Mr Prabowo has a long history with Mr Joko, who started his political career as mayor of Solo. The former general helped bring Mr Joko to Jakarta, where he successfully ran for governor. He used that victory as a springboard to the presidency in 2014, when he defeated Mr Prabowo.
Now, Mr Prabowo is energised by an undercurrent of support that has resurrected a campaign that only weeks ago appeared like a lost cause. He made it a point to hold a big rally in Solo, where Mr Joko won with 84 per cent five years ago.
"It's not Jokowi town," Mr Prabowo said. "It's Indonesia."
In the interviews, Mr Prabowo declined to attack Mr Joko specifically, saying only that "many Indonesian leaders do not have a sense of justice, and no sense of honesty".
Mr Prabowo painted a picture of Indonesia as a land where "the corrupt elite" have failed to manage the economy.
He cast himself as a Robin Hood-like figure, and listed Mexican revolutionary Pancho Villa as a source of inspiration. He described himself as a social democrat, and above all a defender of the ideology called Pancasila that Indonesia's founders implemented to unite the diverse archipelago.
Re-making his image is a complicated task for Mr Prabowo. He has enormous wealth while at the same time preaches a level playing field and equal opportunity for everyone.
"I'm the first to admit that I am part of the 1 per cent - I'm part of the elite," he said, acknowledging the contradiction.
"Everybody knows that, but I have a sense of responsibility," he said, vowing to clamp down on the "daylight robbery" and corruption that he says has wrecked the economy. Growth is set for 5.3 per cent this year, well short of the 7 per cent Mr Joko had promised.
"It's the same old story," Mr Prabowo said of the promises that Indonesia will one day be a great country. "It's always somewhere, somewhere over the rainbow."
Both Mr Joko and Mr Prabowo have built campaign platforms around the economy.

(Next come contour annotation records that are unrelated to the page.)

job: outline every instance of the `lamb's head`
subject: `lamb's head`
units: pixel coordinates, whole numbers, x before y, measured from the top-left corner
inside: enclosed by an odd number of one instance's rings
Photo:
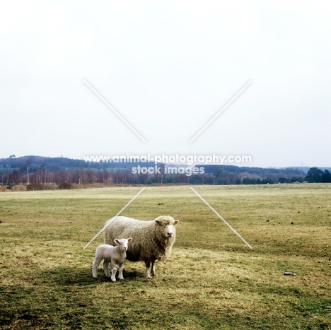
[[[174,228],[179,220],[175,220],[172,216],[158,216],[154,221],[156,224],[161,227],[163,230],[164,236],[167,238],[172,237],[173,235]]]
[[[129,242],[131,242],[132,239],[130,238],[121,238],[120,240],[118,240],[117,238],[115,238],[114,240],[114,242],[118,245],[118,247],[120,250],[122,251],[127,251],[127,244]]]

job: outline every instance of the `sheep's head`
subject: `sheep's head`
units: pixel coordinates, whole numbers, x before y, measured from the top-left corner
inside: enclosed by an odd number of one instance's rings
[[[163,229],[164,235],[167,238],[172,237],[174,233],[174,226],[176,225],[179,220],[175,220],[170,216],[161,216],[156,218],[154,221],[158,225],[160,225]]]
[[[130,238],[121,238],[120,240],[118,240],[117,238],[115,238],[114,240],[114,242],[119,246],[120,249],[127,251],[127,244],[129,242],[131,242],[132,239]]]

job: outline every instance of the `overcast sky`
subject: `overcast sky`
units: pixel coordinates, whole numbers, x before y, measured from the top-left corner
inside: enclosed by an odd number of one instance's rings
[[[0,158],[331,166],[330,17],[327,1],[3,1]]]

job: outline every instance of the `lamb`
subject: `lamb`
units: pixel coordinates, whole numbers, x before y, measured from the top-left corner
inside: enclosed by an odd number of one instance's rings
[[[156,276],[155,262],[165,261],[171,254],[176,239],[175,226],[178,223],[170,216],[161,216],[149,221],[125,216],[112,218],[105,224],[104,242],[111,244],[116,237],[132,237],[133,242],[127,251],[127,259],[144,261],[145,276],[151,279]]]
[[[124,261],[127,257],[126,251],[127,249],[127,244],[129,242],[132,240],[132,238],[122,238],[121,240],[115,238],[114,242],[117,244],[116,247],[107,244],[99,245],[95,250],[95,259],[92,264],[93,277],[95,278],[97,278],[97,268],[103,259],[103,270],[105,276],[108,278],[110,277],[110,271],[109,269],[109,263],[110,262],[110,266],[112,267],[111,280],[112,282],[116,282],[115,275],[117,271],[116,264],[118,264],[118,278],[120,280],[124,280]]]

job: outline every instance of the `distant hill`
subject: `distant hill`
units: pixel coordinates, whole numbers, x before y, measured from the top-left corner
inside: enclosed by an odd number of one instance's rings
[[[169,165],[169,164],[167,164]],[[308,167],[257,167],[222,165],[197,165],[204,171],[195,175],[180,172],[187,165],[175,165],[178,171],[165,172],[163,164],[158,164],[161,172],[137,172],[132,167],[153,167],[151,163],[86,162],[65,157],[26,155],[0,159],[0,185],[35,182],[37,184],[153,184],[172,183],[190,184],[265,184],[302,182]],[[322,170],[330,167],[321,167]],[[146,169],[145,169],[146,170]],[[190,169],[188,169],[190,170]]]
[[[144,164],[144,165],[143,165]],[[65,157],[42,157],[27,155],[23,157],[9,157],[0,159],[0,169],[7,168],[25,171],[29,167],[29,171],[33,172],[40,169],[49,172],[71,170],[76,168],[90,168],[96,170],[122,168],[129,169],[132,166],[153,166],[153,163],[91,163],[81,159],[71,159]]]

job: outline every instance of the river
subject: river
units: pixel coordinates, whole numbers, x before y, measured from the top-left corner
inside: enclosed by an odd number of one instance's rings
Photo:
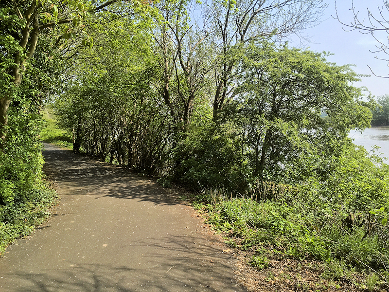
[[[362,134],[352,130],[349,137],[354,139],[354,144],[363,146],[368,151],[374,145],[379,146],[379,151],[383,153],[381,157],[387,158],[386,163],[389,164],[389,127],[367,128]]]

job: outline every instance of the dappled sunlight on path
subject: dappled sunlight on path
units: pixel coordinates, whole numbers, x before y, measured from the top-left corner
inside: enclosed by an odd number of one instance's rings
[[[193,210],[147,178],[45,145],[62,199],[0,259],[0,291],[244,291]]]

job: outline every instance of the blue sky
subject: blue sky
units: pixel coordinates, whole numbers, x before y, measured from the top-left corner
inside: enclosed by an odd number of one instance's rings
[[[353,64],[356,65],[354,70],[359,74],[371,75],[371,77],[362,78],[362,81],[354,84],[357,86],[366,86],[371,94],[376,96],[389,94],[389,78],[375,77],[371,74],[367,65],[373,70],[374,73],[381,76],[389,76],[389,68],[388,62],[377,60],[374,56],[389,59],[389,55],[371,53],[376,49],[377,41],[370,35],[363,35],[357,31],[345,32],[342,24],[332,16],[335,16],[335,0],[328,0],[328,8],[321,18],[322,22],[317,26],[306,29],[302,33],[303,36],[309,36],[311,42],[301,44],[297,38],[289,41],[292,46],[310,48],[317,51],[329,52],[334,55],[327,58],[328,61],[334,62],[338,65]],[[383,0],[369,0],[369,1],[354,0],[356,10],[359,11],[359,15],[361,19],[367,18],[368,7],[373,15],[379,14],[377,5],[383,5]],[[336,6],[339,18],[344,22],[349,23],[353,20],[353,13],[350,10],[352,0],[337,0]],[[389,13],[385,10],[384,12],[389,17]],[[345,27],[345,28],[346,28]],[[388,36],[386,33],[377,35],[379,39],[388,43]]]

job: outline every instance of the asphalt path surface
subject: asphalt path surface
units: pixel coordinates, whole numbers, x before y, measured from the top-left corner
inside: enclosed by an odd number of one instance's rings
[[[45,144],[61,199],[0,259],[0,292],[245,291],[189,206],[122,168]]]

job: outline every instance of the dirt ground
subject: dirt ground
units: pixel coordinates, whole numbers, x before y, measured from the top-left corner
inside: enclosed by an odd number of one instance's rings
[[[247,291],[237,282],[238,255],[177,194],[44,147],[45,172],[61,199],[51,219],[0,259],[0,292]]]

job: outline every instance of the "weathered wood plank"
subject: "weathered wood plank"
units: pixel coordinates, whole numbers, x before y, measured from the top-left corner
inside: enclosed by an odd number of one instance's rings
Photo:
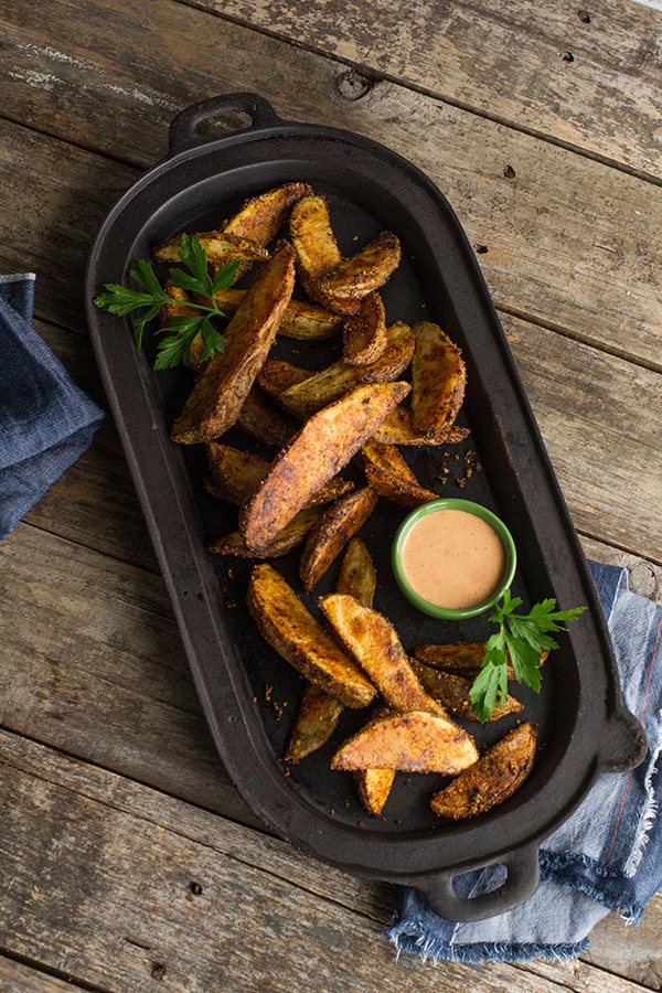
[[[501,308],[660,367],[658,185],[393,83],[348,99],[333,61],[170,0],[153,0],[147,22],[130,0],[118,0],[113,22],[92,0],[50,6],[47,24],[20,0],[0,15],[14,63],[0,78],[9,116],[147,166],[164,153],[173,108],[253,89],[284,117],[349,128],[419,166],[487,249],[480,264]],[[180,64],[185,72],[173,73]],[[40,314],[81,328],[75,290],[86,248],[136,173],[7,125],[0,140],[9,207],[0,266],[38,269]],[[76,229],[55,274],[70,203]]]
[[[0,867],[11,884],[0,944],[78,982],[132,993],[157,972],[181,993],[637,989],[588,965],[575,982],[554,965],[547,978],[396,959],[382,884],[360,883],[359,896],[351,877],[285,843],[4,732],[0,761]]]
[[[195,6],[662,177],[660,11],[617,0],[591,3],[587,20],[554,0],[426,0],[407,15],[351,0]]]

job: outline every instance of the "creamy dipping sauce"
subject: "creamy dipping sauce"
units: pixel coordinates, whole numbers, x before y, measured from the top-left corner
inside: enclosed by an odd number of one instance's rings
[[[402,568],[409,586],[436,607],[473,607],[493,592],[505,568],[495,531],[474,514],[439,510],[424,514],[405,538]]]

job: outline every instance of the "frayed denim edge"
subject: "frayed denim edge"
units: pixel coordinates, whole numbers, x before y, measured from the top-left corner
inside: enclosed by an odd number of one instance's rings
[[[450,946],[427,932],[424,921],[407,921],[386,929],[386,935],[397,949],[418,955],[425,962],[524,962],[530,959],[565,961],[576,959],[588,948],[588,938],[572,944],[510,944],[509,942],[477,942]]]

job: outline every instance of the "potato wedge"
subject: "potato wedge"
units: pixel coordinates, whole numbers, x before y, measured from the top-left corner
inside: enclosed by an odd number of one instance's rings
[[[306,592],[310,592],[352,535],[367,521],[377,505],[377,499],[371,487],[363,487],[337,500],[318,517],[308,532],[299,565]]]
[[[298,762],[321,748],[335,730],[343,709],[339,700],[316,683],[308,683],[287,743],[286,762]]]
[[[256,565],[248,610],[263,637],[290,665],[348,707],[364,707],[376,690],[268,563]]]
[[[340,359],[285,389],[279,402],[292,414],[306,418],[357,386],[393,382],[412,361],[414,335],[407,324],[398,321],[388,329],[387,337],[386,349],[370,365],[350,365]]]
[[[370,365],[388,343],[386,314],[377,292],[366,293],[356,313],[345,318],[342,329],[342,357],[350,365]]]
[[[441,704],[420,685],[388,618],[346,594],[322,597],[320,608],[341,642],[392,707],[445,713]]]
[[[282,448],[298,429],[295,418],[280,410],[256,383],[246,395],[236,426],[252,438],[278,448]]]
[[[276,456],[259,490],[242,508],[239,531],[248,547],[268,547],[408,392],[408,383],[360,386],[314,414]]]
[[[371,554],[360,537],[353,537],[342,559],[335,592],[349,594],[364,607],[372,607],[376,586],[377,574]]]
[[[533,768],[536,728],[530,720],[513,728],[445,790],[430,807],[453,821],[474,818],[512,797]]]
[[[209,441],[205,446],[212,478],[232,503],[244,503],[259,489],[269,473],[271,463],[246,451],[239,451],[220,441]],[[308,502],[308,506],[331,503],[351,493],[354,483],[335,477],[321,487]]]
[[[381,814],[388,800],[395,769],[356,769],[354,780],[359,799],[369,813]]]
[[[408,407],[396,407],[380,425],[373,437],[375,441],[383,441],[385,445],[412,445],[420,448],[424,445],[457,445],[468,436],[469,428],[455,424],[438,435],[424,435],[414,429],[412,410]]]
[[[420,485],[395,445],[371,438],[361,448],[361,458],[365,477],[380,496],[407,510],[437,500],[436,493]]]
[[[414,324],[412,424],[415,431],[438,435],[450,427],[465,399],[467,367],[460,349],[439,324]]]
[[[399,260],[399,238],[391,231],[383,231],[356,255],[318,275],[317,282],[322,295],[334,303],[361,299],[384,286],[397,269]]]
[[[418,659],[409,659],[409,662],[418,676],[420,685],[426,693],[429,693],[433,700],[438,700],[456,717],[463,717],[466,720],[479,719],[473,713],[471,697],[469,696],[471,680],[466,680],[463,676],[455,675],[451,672],[444,672],[442,669],[433,669],[429,665],[424,665]],[[499,720],[508,714],[519,714],[522,709],[523,706],[520,701],[509,694],[505,703],[502,704],[499,703],[499,700],[496,701],[492,715],[488,717],[488,722]]]
[[[478,760],[473,738],[450,717],[409,711],[375,717],[348,738],[332,769],[402,769],[455,776]]]
[[[308,183],[286,183],[267,190],[247,200],[225,224],[223,234],[246,238],[259,248],[266,248],[289,220],[295,204],[311,194],[312,188]]]
[[[195,232],[196,237],[204,250],[206,252],[207,261],[223,264],[227,261],[254,261],[255,259],[264,260],[269,257],[269,253],[265,248],[260,248],[246,238],[237,235],[225,234],[223,231],[200,231]],[[168,238],[161,242],[152,249],[152,255],[157,261],[180,261],[179,249],[182,244],[182,235],[174,238]]]
[[[207,545],[207,549],[216,555],[236,555],[237,558],[279,558],[287,555],[292,548],[297,548],[306,541],[306,535],[317,522],[320,511],[317,508],[306,508],[295,514],[289,524],[276,535],[268,548],[256,555],[246,546],[243,535],[238,531],[232,531],[224,537]]]
[[[232,319],[225,352],[205,363],[172,429],[173,441],[212,441],[235,424],[276,337],[293,282],[293,250],[284,245],[263,267]]]

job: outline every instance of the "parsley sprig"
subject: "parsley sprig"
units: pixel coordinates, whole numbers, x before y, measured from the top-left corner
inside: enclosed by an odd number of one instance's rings
[[[490,617],[499,624],[499,631],[485,642],[482,668],[471,686],[471,704],[477,717],[484,722],[491,717],[496,696],[505,702],[508,694],[508,663],[512,663],[515,679],[537,693],[541,688],[541,652],[558,648],[549,631],[566,631],[564,621],[572,621],[585,607],[554,610],[556,600],[547,599],[532,607],[531,612],[514,613],[522,600],[511,598],[510,589],[503,595]]]
[[[214,293],[228,289],[232,286],[241,263],[231,261],[220,266],[212,278],[207,269],[206,252],[200,238],[188,234],[182,235],[179,257],[180,261],[189,269],[189,273],[185,273],[183,269],[169,269],[172,285],[188,292],[200,293],[209,300],[210,306],[192,301],[186,302],[186,307],[200,310],[200,314],[173,317],[157,332],[159,334],[170,332],[170,337],[159,342],[154,369],[170,369],[179,365],[180,362],[183,362],[184,365],[191,365],[191,345],[197,334],[200,334],[204,345],[204,351],[201,355],[202,361],[211,359],[216,352],[222,352],[225,346],[225,339],[211,321],[211,318],[214,317],[226,317],[224,311],[216,305]],[[115,313],[119,317],[125,317],[140,307],[147,307],[147,311],[140,318],[134,320],[136,344],[138,348],[141,348],[145,325],[152,318],[157,317],[164,303],[172,303],[172,297],[164,292],[153,269],[142,259],[135,258],[129,273],[136,282],[142,287],[143,292],[129,289],[117,282],[107,282],[105,289],[108,292],[100,293],[100,296],[95,298],[94,302],[100,310],[107,310],[109,313]]]

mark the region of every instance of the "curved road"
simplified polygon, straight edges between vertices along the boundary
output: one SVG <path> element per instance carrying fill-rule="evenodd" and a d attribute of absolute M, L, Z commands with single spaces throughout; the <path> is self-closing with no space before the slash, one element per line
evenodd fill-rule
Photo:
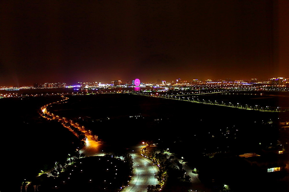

Mr Joko has vowed to create 100 million jobs over the next five years, while Mr Prabowo has promised tax cuts and to revive Indonesia's manufacturing industry.
Mr Prabowo also said he would seek to make Indonesia respected on the international stage, and doubled down on a promise to defend the national interest when it comes to China-backed investments such as a high-speed rail line.
"If there are projects that we consider not in Indonesia's interests, we will review all these projects," Mr Prabowo said. "We respect China, we respect their proper place in the world and we will be very open with them."
When the conversation turns to religion in the world's biggest Muslim-majority nation, Mr Prabowo gets particularly agitated. His critics say he helped stoke protests from hard-line Islamic groups during Jakarta's 2017 gubernatorial race that led to the defeat of a Chinese Christian ally of Mr Joko who was later jailed for insulting the Quran.
Mr Prabowo rejects outright allegations he has benefited from a rise in religious conservatism, and at one point banged a plate on the table in his private jet.
"The narrative is Islamists, extremism, Prabowo using religion," he said.
"My identity is very clear. My mother was a Christian, all my family are Christian. My bodyguards and security: a lot of them are Christian... I've had Christians and Hindus die under my command," he said.
He insists he believes in "an Indonesia that is multi-racial and multi-religious", noting that Mr Joko had appointed a top Muslim cleric as a nominee for vice-president.
Over two days, the former special forces commander was at times angry and exasperated when questions touched on what appeared to be sore spots.
"I get hurt and a bit irritated," he said. But he was overwhelmingly good-natured, joking and laughing, and "deeply touched" by the response from his supporters.
Mr Prabowo is now banking on a groundswell of support to carry him to victory.
His nephew Aryo Djojohadikusumo, who is serving as the campaign's logistics director, said five years ago that they could mobilise only a third of the crowds they see now.
"It's a wave," he said.
Asked in the interview if he would keep promises to crack down on corruption if he takes power, Mr Prabowo becomes irritated again.
"Ask the people," he said. "I'm somebody who keeps his word."